The Fastow sentencing memorandum

Fastow18.jpgAs Jamie Olis awaits his resentencing for working on a transaction for which he did not profit, Andrew Fastow’s lawyers (one of whom is Olis’ attorney — small world, isn’t it?) filed a sentencing memorandum earlier this week that claims that Fastow has “stepped up to take responsibility,” has expressed “full remorse” for his role in Enron’s demise and “is a changed man.” WaPo’s Carrie Johnson reports on the memorandum here and a copy of the Fastow sentencing memo can be downloaded here.
Before you become convinced that Fastow has turned his back on his evil ways and become a paragon of virtue, take a moment to review the following:

How Fastow served up his wife as a sacrifical lamb for his effective embezzlement of funds from Enron;
How Fastow used the NatWest Three to hide his embezzlement of funds from Enron and then turned on the bankers to save his skin;
How Fastow may have forged Richard Causey’s initials on the Global Galatic “agreement”;
Fastow’s bizarre testimony in the Lay-Skilling trial; and
Fastow’s involvement in ruining the careers of four innocent Merrill Lynch executives in order to lessen his prison sentence.
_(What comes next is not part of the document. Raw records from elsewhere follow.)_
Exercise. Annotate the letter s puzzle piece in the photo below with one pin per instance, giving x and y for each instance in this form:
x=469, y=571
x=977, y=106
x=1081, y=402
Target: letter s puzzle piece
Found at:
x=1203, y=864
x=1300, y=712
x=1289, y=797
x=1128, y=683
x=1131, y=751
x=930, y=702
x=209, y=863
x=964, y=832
Changed man? Heck, it looks to me as if Fastow has manipulated the Enron Task Force in the same manner as he manipulated many of his colleagues at Enron.

3 thoughts on “The Fastow sentencing memorandum

  1. Tom or anyone, could you tell me, or remind me, if you’ve posted it before, what if any precendents there are for the prosecution’s naming 100+ co conspirators and Judge Lake’s refusal to grant limited immunity for defense witnesses?
    I’m of the view that had such testimony had been heard, Fastow would have been convincingly uncovered as a liar under oath, as would Dave Deleany, and Ken Rice.

  2. Bruce, there is no precedent for the Task Force fingering over 100 co-conspirators in regard to the Lay-Skilling trial. In my view, that tactic chilled numerous witnesses with exculpatory testimony for Skilling and Lay and undermined the integrity of the trial.
    The issue was raised on numerous occasions by the Lay-Skilling defense team in regard to their prosecutorial misconduct motions, but it was addressed most squarely by Judge Lake here in regard to a motion by Lay-Skilling to grant immunity to several witnesses who had been fingered by the Task Force. Here is another post that bears on the issue as it relates to several of the Enron-related plea bargains.
    I expect that this troublng issue will be a key one on the Skilling appeal.